Hari ini medsos benar-benar menjadi ‘tandingan’ eksistensi bagi dunia nyata. Meski hanya sebagian dari kiprah dunia nyata diambil oleh medsos khususnya dan dunia internet pada umumnya, namun kekuatan sosial yang diperlihatkan sudah cukup membuktikan untuk menumbangkan seorang presiden sekali pun. Itu sebabnya mengapa presiden sekelas Amerika Serikat Donald Trump mengatakan bahwa kemenangannya tak terlepas dari peran media sosial yang selama ini ia manfaatkan untuk bersuara kepada masyarakat. Kepada CNN, Trump berkata, “Perang media sosial sangat besar. Dan saya rasa media sosial memiliki kekuatan Iebih masif ketimbang uang kampanye yang mereka (pihak Hilalary Clinton) keluarkan. Di taraf tertentu, saya membuktikannya.”

Medsos kini bukan lagi sekadar ‘dunia maya’ karena kekuatannya bisa jadi sangat riil. la bisa menjadi gelombang besar bagi penguasa yang menyelewengkan kepentingan publik. Ia bisa menjadi ‘hakim’ yang bengis jika seseorang melakukan hal-hal di luar batas kemanusiaan. Pun ia bisa menjadi ‘pembocor nomor satu’ untuk sesuatu yang berlevel ‘top secreet’ dari suatu negara, perusahaan raksasa atau instansi vital. Ketergantungan orang-orang kepada medsos kini amat tinggi. Ia bahkan menjadi suatu kemutlakan dalam pergaulan dunia modern.

Begitu besarnya kekuatan medsos, sejumlah penguasa negara mempertimbangkan keberadaan media sosial ini di negaranya.Beberapa negara bahkan sama sekali menutup akses medsos di wilayah pemerintahannya seperti China yang melarang keberadaan facebook, snapchat dan Pinterest. Demikian juga dengan Korea Utara yang sejak 2016 memblokir media sosial seperti facebook, twitter dan youtube. Ada sejumlah negara yang sepenuhnya melarang media sosial dengan berbagai pertimbangan dan kepentingan nasional suatu negara masing-masing.

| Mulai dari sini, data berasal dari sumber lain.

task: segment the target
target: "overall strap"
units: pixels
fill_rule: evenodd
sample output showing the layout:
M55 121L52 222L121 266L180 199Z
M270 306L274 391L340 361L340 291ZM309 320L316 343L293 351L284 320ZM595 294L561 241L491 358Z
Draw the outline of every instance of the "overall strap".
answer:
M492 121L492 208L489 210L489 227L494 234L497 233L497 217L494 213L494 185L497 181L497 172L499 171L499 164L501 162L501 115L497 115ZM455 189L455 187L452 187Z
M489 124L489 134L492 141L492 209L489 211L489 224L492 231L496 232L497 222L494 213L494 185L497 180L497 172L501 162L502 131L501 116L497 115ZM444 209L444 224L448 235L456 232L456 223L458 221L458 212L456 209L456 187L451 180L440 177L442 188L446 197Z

Fakta fenomenal pemblokiran permanen media sosial dilakukan oleh Sri Lanka. Pemerintah Sri Lanka sejak 21 April 2019 memblokir media sosial setelah terjadi aksi teror bom bunuh diri di 3 gereja dan 3 hotel mewah pada Minggu Paskah, 21 April 2019 yang menewaskan lebih dari 250 orang. Pemerintah Sri Lanka memblokir media sosial untuk mencegah penyebaran ujaran kebencian di tengah masyarakat yang trauma dengan teror dan munculnya sikap saling curiga antarkelompok
masyarakat pascateror bom bunuh diri yang diklaim lSlS. Sebelum Sri Lanka, China dan Turki lebih dulu melarang penggunaan media sosial.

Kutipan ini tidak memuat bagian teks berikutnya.